Is that a message for mainly adults, or how could young adults apply to this? Because again, what they grow through in their life, you know, with technology, social media that you know kind of I'm not gonna say corrupts the mind, but it doesn't make them smarter, in my opinion. Right? What would be a message for them?

SPEAKER_04

Yeah, I mean, I like myself. Yeah. Have that inner confidence, have that inner belief in yourself. And then when you have that belief in yourself, you can be more patient. You can be more accepting. You can trust your intuition. Am I in a situation I shouldn't be in? Am I doing something I shouldn't be doing?

SPEAKER_01

Yeah.

SPEAKER_04

When you trust that intuition and you believe in yourself, then you can act on it.

SPEAKER_01

Wow. And with all of this conversation, the theme around is that belief in yourself and being kind to yourself. Is there anything that I missed, Ted, in this podcast that you'd like to share to the audience?

SPEAKER_04

Oh, just you know, if you can see it, you can do it.

SPEAKER_01

That's simple. No matter what the challenges are.

SPEAKER_04

No matter what the challenges.

SPEAKER_01

If the if the ball goes in the water, oops.

SPEAKER_04

Oops. If you can see it, you can do it. Um yeah, if you're going through some health issues, if you can see yourself healthy, you can do it.

SPEAKER_01

Yeah, the manifestation takes, takes, and that there is that energy that it listens. For sure. Yeah.

SPEAKER_04

Yeah. God listens.

SPEAKER_01

Yes. Ah. Ain't that the truth? Ted, this has been a wonderful journey to have you on.

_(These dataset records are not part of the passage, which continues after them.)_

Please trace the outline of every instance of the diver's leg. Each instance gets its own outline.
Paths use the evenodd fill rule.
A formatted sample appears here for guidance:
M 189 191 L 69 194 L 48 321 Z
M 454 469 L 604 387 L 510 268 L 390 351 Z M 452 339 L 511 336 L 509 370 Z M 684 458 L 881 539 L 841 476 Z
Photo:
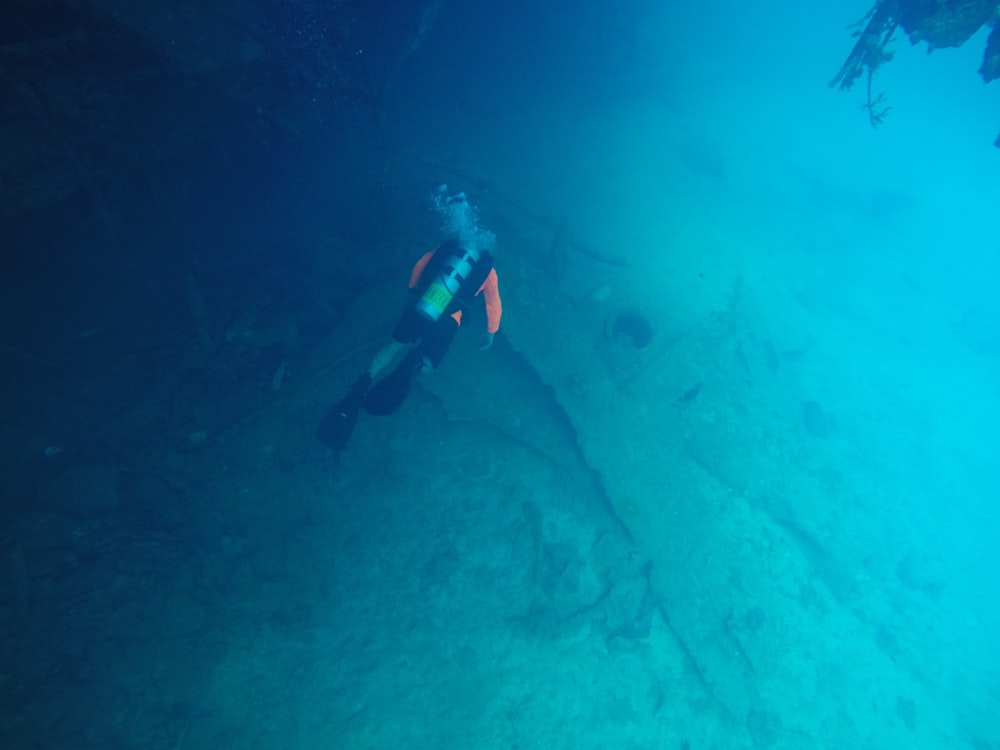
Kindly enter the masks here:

Thank you so much for your time.

SPEAKER_04

Thanks for the invite.

SPEAKER_01

And uh, I'm grateful that you said yes. I and I said I certainly will be one of your best fans out on the P on the senior circuit to say, let's root for my man, Ted.

SPEAKER_04

Well, after I win the US Open 2026, you have to get me back on.

SPEAKER_01

Deal. Deal. Uh we uh and I think uh the the shift is we go from Ted Purdy to Ted Lasso. So exactly. Mind of a goldfish. Jason today is one of the best. Thanks, Ted. Oh, my pleasure. This is so much fun. Thank you. Thank you.